The proof is when the dynastic team is pushed to the limit. How does it respond? Ask Clemson, which led Alabama going into the fourth quarter in the latest edition of the Tide’s library of triumphs. It looked like Bama might finally lose a championship game, which would have only proven them and Saban human. The Tide was wheezing, Clemson was seeing the light at the end and with it a historic 15-0 season.

But Saban and his battle-tested players would have none of it. Most if not all of those players didn’t know what it was like to win a national title. They just knew it was the sort of thing this era of Alabama players did. You go to a championship, you win it. That’s been the surreal Bama Way since the night McCoy went down and the Tide turned on this era of college football.

After Saban’s daring decision to onside kick, all of a sudden Alabama was running downhill in a game Clemson had dictated to that point. Saban said something to the effect afterward of his team needing a spark, that his defense was tired, that he needed to change the momentum. The moment was created by a coach’s trust in his players, but of course it was up to his players to excecute and turn the moment into a treasured memory.

They did, of course, because winning when the moments are biggest are in Alabama’s muscle memory. When the Tide recovered the ball, the tide had most certainly turned, you knew the game was over and it was apparent, painfully for many and wondrous to those who come to expect it, that this crimson-colored dynasty was about to endure.
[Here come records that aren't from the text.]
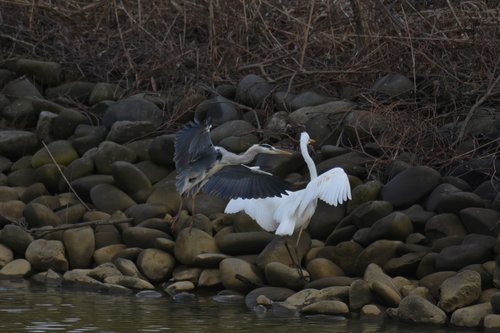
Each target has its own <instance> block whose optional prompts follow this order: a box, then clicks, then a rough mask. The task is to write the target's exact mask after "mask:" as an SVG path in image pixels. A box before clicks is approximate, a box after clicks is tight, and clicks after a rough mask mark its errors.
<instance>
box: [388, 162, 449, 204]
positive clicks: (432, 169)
mask: <svg viewBox="0 0 500 333" xmlns="http://www.w3.org/2000/svg"><path fill="white" fill-rule="evenodd" d="M440 180H441V175H440V174H439V172H438V171H436V170H434V169H432V168H429V167H427V166H416V167H410V168H408V169H406V170H404V171H403V172H401V173H399V174H397V175H396V176H395V177H394V178H392V179H391V180H390V181H389V182H388V183H386V184H385V185H384V187H383V188H382V192H381V195H382V199H383V200H385V201H388V202H390V203H391V204H392V205H393V206H394V207H396V208H399V207H408V206H411V205H413V204H416V203H417V202H418V201H420V200H421V199H423V198H424V197H425V196H426V195H427V194H429V193H430V192H431V191H432V190H433V189H434V188H435V187H436V186H437V185H438V184H439V181H440ZM408 189H411V190H408Z"/></svg>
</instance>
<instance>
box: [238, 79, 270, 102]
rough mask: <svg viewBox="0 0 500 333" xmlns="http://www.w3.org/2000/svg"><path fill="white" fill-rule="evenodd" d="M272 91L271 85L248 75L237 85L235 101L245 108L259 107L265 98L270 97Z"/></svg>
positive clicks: (265, 80)
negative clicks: (244, 105) (244, 104)
mask: <svg viewBox="0 0 500 333" xmlns="http://www.w3.org/2000/svg"><path fill="white" fill-rule="evenodd" d="M272 89H273V85H272V84H270V83H268V82H267V81H266V80H265V79H264V78H262V77H260V76H258V75H255V74H248V75H246V76H245V77H243V79H241V80H240V82H239V83H238V86H237V87H236V96H235V99H236V101H238V102H239V103H242V104H245V105H247V106H250V107H259V106H260V105H262V104H263V103H264V100H265V99H266V98H268V97H270V96H271V92H272Z"/></svg>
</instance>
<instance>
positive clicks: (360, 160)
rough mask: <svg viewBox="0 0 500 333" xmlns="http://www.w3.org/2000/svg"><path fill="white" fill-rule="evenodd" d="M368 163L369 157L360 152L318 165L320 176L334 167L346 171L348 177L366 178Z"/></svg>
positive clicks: (349, 152)
mask: <svg viewBox="0 0 500 333" xmlns="http://www.w3.org/2000/svg"><path fill="white" fill-rule="evenodd" d="M368 161H369V159H368V157H366V156H365V155H363V154H361V153H359V152H354V151H353V152H349V153H346V154H342V155H340V156H336V157H332V158H329V159H327V160H324V161H323V162H320V163H318V165H317V169H318V174H321V173H323V172H325V171H326V170H330V169H332V168H334V167H340V168H342V169H344V171H345V172H346V173H347V174H348V175H352V176H356V177H360V178H365V177H366V168H365V166H364V165H365V164H366V163H368Z"/></svg>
Yet again, like it or not.

Bama vs. The World

Alabama players don’t really care what you think of them winning all the time. They don’t.

Said Bama running back Kenyan Drake — whose 95-yard kickoff return for a touchdown not long after the onside kick was complete with a snap-shot-for-all-time lunge to the end zone that told everyone Bama just wasn’t going to be denied — of the haters:

“Honestly, if you’re not doing anything to stop us from being where we are, then I guess you’re just gonna be tired of us because that’s what we work hard for day in and day out — to win a championship and be the best,” he said. “So until we stop ourselves from accomplishing that, then I guess people are just gonna be mad that we’re winning once again.”
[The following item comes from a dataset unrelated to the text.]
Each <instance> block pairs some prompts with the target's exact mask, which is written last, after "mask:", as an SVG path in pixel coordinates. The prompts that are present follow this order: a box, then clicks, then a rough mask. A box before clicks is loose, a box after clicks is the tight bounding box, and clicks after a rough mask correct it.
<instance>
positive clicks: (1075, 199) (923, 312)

People like radio personality Colin Cowherd, who somehow complained after Alabama’s whitewashing of Michigan State to get to Clemson that the Tide’s dominance was bad for the sport, and that Alabama was boring.

What an incredibly shallow way of looking at what Alabama has done and will probably continue to do, providing Saban doesn’t jump ship.
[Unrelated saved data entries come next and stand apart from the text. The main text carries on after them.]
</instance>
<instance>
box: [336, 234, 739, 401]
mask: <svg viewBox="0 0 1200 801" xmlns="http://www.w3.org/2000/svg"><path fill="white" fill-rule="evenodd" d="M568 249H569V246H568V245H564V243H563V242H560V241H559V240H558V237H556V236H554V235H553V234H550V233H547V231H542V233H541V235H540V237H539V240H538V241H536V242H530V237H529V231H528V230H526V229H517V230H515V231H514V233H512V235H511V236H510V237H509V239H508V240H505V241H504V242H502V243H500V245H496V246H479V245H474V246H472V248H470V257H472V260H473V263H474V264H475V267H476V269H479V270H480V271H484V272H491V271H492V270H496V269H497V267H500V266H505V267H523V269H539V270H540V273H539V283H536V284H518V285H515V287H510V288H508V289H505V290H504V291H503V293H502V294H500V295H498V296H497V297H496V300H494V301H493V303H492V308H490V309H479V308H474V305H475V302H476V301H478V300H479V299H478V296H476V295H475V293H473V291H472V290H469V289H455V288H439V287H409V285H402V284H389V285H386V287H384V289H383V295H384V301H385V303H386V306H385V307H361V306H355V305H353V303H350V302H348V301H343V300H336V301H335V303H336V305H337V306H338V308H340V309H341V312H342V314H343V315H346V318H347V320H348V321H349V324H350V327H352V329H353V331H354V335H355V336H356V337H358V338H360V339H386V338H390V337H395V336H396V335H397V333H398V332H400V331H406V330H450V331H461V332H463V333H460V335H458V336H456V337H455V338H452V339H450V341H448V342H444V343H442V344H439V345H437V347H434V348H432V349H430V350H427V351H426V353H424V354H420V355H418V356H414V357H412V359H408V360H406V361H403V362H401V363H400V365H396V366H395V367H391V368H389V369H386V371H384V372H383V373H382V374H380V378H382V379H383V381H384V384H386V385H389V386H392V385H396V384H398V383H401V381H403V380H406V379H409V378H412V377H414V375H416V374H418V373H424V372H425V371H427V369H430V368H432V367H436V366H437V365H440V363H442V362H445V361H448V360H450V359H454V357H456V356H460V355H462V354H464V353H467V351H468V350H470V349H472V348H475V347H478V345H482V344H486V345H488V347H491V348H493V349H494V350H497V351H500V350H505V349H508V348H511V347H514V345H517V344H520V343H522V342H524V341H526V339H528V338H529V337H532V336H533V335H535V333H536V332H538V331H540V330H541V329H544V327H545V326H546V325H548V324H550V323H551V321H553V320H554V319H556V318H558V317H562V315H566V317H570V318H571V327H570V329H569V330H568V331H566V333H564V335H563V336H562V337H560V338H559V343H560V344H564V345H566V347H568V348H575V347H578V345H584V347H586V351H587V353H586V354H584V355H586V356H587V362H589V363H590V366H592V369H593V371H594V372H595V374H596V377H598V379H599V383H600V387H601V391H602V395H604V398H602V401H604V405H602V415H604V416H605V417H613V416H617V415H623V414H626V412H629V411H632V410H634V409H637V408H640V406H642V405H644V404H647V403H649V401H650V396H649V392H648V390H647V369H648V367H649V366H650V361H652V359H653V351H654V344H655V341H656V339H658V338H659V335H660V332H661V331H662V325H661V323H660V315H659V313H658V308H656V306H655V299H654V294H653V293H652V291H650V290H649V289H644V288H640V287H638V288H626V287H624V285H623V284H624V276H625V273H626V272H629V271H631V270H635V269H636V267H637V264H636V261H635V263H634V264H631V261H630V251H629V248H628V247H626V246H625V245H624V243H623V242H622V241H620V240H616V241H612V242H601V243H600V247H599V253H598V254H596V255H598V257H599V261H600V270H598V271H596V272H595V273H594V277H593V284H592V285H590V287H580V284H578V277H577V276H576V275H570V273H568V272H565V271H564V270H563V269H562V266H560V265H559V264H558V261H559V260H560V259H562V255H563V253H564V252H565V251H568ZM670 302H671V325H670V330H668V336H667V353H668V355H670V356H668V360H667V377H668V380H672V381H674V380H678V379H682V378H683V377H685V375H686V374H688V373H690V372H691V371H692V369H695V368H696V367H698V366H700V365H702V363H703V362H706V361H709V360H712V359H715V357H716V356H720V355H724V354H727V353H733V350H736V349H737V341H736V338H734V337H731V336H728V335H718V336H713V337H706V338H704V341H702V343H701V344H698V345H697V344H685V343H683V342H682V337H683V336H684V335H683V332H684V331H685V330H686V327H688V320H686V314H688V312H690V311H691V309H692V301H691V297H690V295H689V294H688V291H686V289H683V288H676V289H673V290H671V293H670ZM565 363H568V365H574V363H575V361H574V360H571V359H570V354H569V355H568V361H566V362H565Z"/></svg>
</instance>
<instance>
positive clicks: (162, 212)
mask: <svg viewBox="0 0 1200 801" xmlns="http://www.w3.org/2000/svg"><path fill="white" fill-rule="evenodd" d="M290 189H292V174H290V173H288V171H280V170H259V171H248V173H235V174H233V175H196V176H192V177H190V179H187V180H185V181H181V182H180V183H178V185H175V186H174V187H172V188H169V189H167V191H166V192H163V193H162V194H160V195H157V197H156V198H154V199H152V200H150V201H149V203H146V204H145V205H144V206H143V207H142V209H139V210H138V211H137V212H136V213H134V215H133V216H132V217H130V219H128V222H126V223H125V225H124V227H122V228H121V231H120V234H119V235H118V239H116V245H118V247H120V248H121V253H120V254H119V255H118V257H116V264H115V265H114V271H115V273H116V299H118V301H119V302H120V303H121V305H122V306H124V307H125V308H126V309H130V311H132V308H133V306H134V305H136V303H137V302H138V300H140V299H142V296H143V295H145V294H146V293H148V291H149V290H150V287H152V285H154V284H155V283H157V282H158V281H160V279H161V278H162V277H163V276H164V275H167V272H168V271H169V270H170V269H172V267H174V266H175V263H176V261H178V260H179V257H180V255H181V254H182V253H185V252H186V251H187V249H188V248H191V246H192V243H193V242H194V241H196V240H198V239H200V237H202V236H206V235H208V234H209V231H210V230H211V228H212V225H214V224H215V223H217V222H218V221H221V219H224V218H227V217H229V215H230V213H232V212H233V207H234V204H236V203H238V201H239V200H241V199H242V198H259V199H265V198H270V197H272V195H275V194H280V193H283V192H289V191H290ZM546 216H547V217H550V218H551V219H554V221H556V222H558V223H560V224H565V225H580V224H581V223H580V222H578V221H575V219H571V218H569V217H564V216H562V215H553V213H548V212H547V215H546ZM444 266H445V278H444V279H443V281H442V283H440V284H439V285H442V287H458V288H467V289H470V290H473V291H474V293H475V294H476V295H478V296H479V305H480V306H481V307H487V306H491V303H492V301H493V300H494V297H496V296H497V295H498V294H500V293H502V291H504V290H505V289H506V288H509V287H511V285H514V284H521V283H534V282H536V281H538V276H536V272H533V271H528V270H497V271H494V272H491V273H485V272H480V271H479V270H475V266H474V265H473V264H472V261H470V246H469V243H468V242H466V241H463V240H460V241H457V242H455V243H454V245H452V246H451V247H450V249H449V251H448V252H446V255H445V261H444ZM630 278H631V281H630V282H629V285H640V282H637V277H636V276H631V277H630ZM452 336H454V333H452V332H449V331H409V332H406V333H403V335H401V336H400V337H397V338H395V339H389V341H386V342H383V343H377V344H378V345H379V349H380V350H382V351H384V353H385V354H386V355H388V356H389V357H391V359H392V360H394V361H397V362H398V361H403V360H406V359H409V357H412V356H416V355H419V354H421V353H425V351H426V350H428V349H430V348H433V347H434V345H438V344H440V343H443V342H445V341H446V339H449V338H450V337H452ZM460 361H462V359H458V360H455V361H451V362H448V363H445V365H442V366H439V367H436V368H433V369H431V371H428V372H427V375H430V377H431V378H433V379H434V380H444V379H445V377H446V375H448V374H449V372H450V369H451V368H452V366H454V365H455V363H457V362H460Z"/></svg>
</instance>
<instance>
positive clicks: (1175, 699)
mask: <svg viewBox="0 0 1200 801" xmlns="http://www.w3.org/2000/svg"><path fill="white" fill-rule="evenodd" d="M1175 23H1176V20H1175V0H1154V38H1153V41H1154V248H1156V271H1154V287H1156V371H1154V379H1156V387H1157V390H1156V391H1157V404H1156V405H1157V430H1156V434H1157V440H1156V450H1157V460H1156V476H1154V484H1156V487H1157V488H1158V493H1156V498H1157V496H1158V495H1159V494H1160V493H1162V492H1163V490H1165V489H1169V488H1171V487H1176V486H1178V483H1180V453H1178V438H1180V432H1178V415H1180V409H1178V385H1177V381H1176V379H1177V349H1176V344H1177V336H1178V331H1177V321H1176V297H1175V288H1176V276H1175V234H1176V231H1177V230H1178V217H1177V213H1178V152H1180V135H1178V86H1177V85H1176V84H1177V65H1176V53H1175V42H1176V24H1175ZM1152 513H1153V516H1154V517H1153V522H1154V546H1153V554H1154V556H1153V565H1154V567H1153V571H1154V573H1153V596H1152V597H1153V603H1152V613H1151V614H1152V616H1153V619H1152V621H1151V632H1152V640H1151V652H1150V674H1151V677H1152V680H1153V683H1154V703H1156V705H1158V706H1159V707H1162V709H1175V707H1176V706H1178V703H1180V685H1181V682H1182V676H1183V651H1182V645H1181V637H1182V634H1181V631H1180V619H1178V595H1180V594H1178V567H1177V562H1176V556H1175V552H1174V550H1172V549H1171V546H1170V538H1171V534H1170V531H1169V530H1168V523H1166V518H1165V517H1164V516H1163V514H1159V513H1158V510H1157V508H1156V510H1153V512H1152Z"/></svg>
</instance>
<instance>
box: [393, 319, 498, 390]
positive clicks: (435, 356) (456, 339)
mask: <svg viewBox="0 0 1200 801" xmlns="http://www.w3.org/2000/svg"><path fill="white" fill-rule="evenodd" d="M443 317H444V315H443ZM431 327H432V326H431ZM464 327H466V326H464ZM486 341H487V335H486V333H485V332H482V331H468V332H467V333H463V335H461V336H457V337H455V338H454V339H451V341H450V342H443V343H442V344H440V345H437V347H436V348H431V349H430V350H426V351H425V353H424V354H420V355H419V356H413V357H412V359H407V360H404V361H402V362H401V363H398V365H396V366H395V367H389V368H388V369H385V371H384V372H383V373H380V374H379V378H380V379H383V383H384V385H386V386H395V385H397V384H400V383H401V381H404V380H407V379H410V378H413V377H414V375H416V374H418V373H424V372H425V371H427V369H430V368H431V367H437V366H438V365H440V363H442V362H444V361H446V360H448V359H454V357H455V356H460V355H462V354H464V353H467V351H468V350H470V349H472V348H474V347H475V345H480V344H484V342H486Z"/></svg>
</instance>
Excellence can never, ever be boring.

Sure, it is OK for opposing fans to dislike this team, be jealous of this program, wonder when the Tide will give somebody else a chance at the throne.

But while you’re despising them, silently and secretly applaud them in your mind, because if you’re a real college football fan, a hardcore SEC guy or girl, you’ll surely be talking about them for the rest of your life.

As I was that night in Miami, marveling aloud as I mourned Notre Dame’s loss to end a Cinderella season, and the loss of my father, who would surely have leaned over and said, “Hey, don’t worry, this thing was over at the National Anthem.”

Rest assured, Bama will be in another championship steel-cage match soon. It might be next season. It might be the one after that. But you won’t be surprised when they’re there and, most likely, you won’t be shocked at all when they find another way to win another crown.